Each week we will post a summary of interesting and representative 211 calls. This week, we have connections from New Brunswick, Manitoba and New Foundland and Labrador.
People in crisis need the right referrals. They cannot wait a long time for help. 211 Service Navigators know mental health services and can get callers the help that they need.
A man called 211 and said that he needed to talk to someone. He was depressed and felt that he needed counselling. The 211 Service Navigator let him know that she wanted to help, but needed to ask a few questions to make sure he got the right service. She found out that he needed help urgently, but was not going to harm himself.
She referred him to a community mental health agency for ongoing counselling and found two crisis lines for him. After she made sure that he had the contact information for the services, she asked if he wanted her to connect him with a crisis line. She wanted to make sure he was assisted as soon as possible. He agreed and thanked her for her help. With his permission, she contacted a crisis line and made a warm transfer, so that he received help right away.
During COVID, many processes have moved online. While this is physically safer, it has created a lot of confusion for people who are not used to an online environment. 211 Service Navigators are there to help.
A senior called 211 in the afternoon wanting help applying for a vaccine card.
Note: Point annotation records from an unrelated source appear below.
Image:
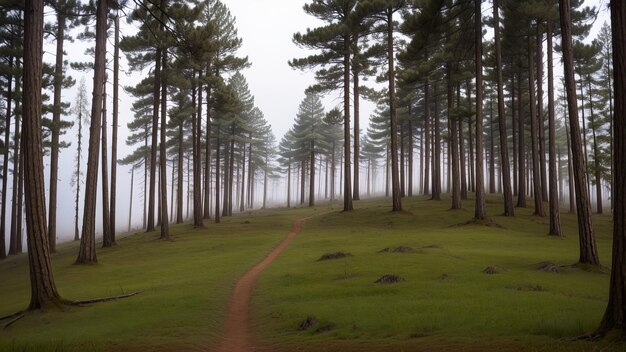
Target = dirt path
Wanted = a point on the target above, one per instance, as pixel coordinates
(237, 336)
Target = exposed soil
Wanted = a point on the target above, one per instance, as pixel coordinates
(334, 255)
(389, 279)
(403, 249)
(307, 323)
(549, 267)
(490, 270)
(237, 334)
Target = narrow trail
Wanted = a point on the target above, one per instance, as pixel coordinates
(237, 335)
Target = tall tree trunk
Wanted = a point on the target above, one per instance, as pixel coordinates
(207, 156)
(540, 122)
(357, 137)
(533, 133)
(521, 149)
(480, 211)
(87, 251)
(243, 179)
(347, 187)
(154, 143)
(312, 176)
(461, 149)
(165, 230)
(197, 168)
(588, 250)
(555, 221)
(504, 149)
(217, 175)
(130, 206)
(179, 179)
(454, 145)
(5, 165)
(106, 220)
(615, 314)
(436, 192)
(426, 165)
(43, 290)
(596, 151)
(55, 130)
(116, 85)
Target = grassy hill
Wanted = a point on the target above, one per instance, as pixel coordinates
(444, 303)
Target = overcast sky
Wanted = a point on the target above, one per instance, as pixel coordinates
(266, 27)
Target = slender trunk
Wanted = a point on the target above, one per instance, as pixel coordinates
(504, 148)
(179, 179)
(130, 207)
(410, 147)
(116, 84)
(217, 175)
(207, 158)
(357, 137)
(615, 314)
(555, 222)
(461, 149)
(533, 133)
(312, 176)
(5, 165)
(347, 186)
(596, 151)
(154, 143)
(197, 168)
(55, 130)
(521, 149)
(43, 290)
(588, 250)
(454, 146)
(540, 122)
(426, 165)
(106, 220)
(165, 230)
(436, 192)
(480, 211)
(87, 251)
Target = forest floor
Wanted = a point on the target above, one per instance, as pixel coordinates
(442, 302)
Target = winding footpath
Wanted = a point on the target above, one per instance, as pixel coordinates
(237, 335)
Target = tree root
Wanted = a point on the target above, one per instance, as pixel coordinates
(12, 315)
(18, 317)
(103, 299)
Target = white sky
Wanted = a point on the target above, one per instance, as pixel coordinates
(266, 27)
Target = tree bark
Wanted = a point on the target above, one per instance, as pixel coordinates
(116, 85)
(615, 314)
(347, 187)
(480, 210)
(165, 230)
(534, 132)
(43, 290)
(504, 149)
(55, 130)
(588, 250)
(87, 251)
(555, 222)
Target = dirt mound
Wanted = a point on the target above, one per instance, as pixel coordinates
(389, 279)
(307, 323)
(529, 288)
(549, 267)
(490, 270)
(403, 249)
(334, 255)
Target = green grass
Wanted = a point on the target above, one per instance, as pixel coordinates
(445, 297)
(184, 283)
(445, 304)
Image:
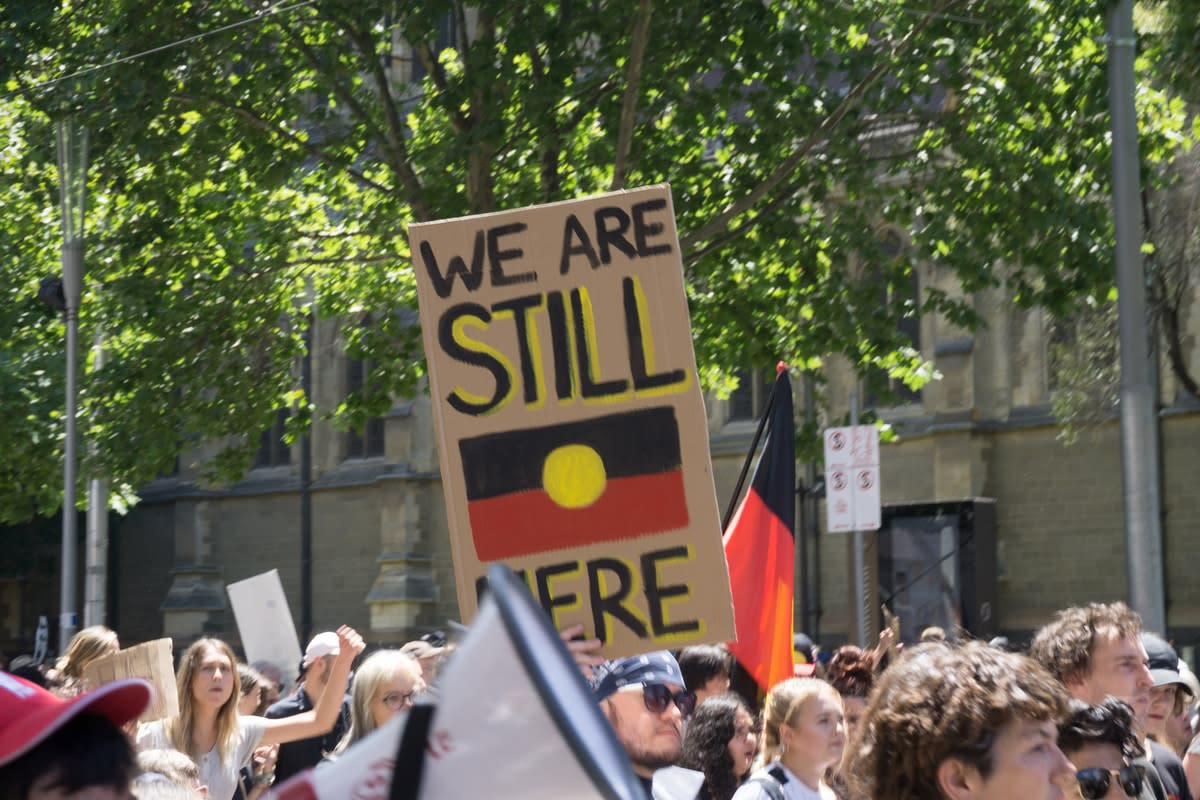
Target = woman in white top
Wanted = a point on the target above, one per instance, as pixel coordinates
(209, 728)
(803, 737)
(384, 685)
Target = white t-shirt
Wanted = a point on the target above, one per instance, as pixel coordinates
(793, 789)
(220, 776)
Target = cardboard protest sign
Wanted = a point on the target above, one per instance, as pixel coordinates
(264, 623)
(150, 661)
(571, 428)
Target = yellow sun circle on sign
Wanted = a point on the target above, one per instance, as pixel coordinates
(574, 476)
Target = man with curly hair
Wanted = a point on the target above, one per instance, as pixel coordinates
(1099, 740)
(1096, 650)
(967, 722)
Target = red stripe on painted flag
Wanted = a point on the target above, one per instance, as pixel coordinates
(529, 522)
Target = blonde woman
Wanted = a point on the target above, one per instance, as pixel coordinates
(209, 728)
(87, 645)
(803, 737)
(384, 685)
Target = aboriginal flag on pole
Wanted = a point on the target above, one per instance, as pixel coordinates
(760, 551)
(597, 480)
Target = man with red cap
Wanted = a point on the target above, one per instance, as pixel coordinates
(54, 749)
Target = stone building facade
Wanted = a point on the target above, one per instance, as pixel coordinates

She stated that the password and email she was using was not working. After a bit of conversation and troubleshooting, the Service Navigator determined that she was not registered on the proper website.
The Service Navigator did some troubleshooting with the caller, and opened the website on his own computer to walk her through the process. He spent approximately 15 minutes on the phone with her, going through the process of how to apply for the vaccine card online, as he knew that the phone number for information on the vaccine cards was very busy.
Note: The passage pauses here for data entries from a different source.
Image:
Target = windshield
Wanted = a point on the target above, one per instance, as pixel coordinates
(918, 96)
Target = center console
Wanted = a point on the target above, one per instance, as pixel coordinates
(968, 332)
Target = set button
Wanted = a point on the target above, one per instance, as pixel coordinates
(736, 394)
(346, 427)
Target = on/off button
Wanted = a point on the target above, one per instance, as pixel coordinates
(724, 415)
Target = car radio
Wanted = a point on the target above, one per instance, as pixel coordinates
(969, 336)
The caller said that she was very happy that she had called 211 and stated that she would do so again any time she needed more help.
New Foundland and Labrador:
Severe anxiety can complicate situations and even keep people from getting what they urgently need. 211 Service Navigators are always willing to problem solve with callers to make sure they can actually use the referrals that they are given.
A woman called 211. She said that she has severe anxiety and that both herself and her husband are currently “couch surfing”. Without a fixed address, they cannot use food banks. The caller also cannot go into crowded places to get food, as this triggers her anxiety. She told the Service Navigator that even talking on the phone was causing her anxiety to rise.
The 211 Service Navigator asked gentle, probing questions to make sure that she understood what kind of agency would work for this caller. She then provided a contact number where hot meals are offered in a take-out format. The caller felt that she could handle take-out meals. The Service Navigator also offered referrals to services to help with anxiety, but the caller stated that she is already connected to those services. The Service Navigator urged her to call 211 again if she or her husband needed more help.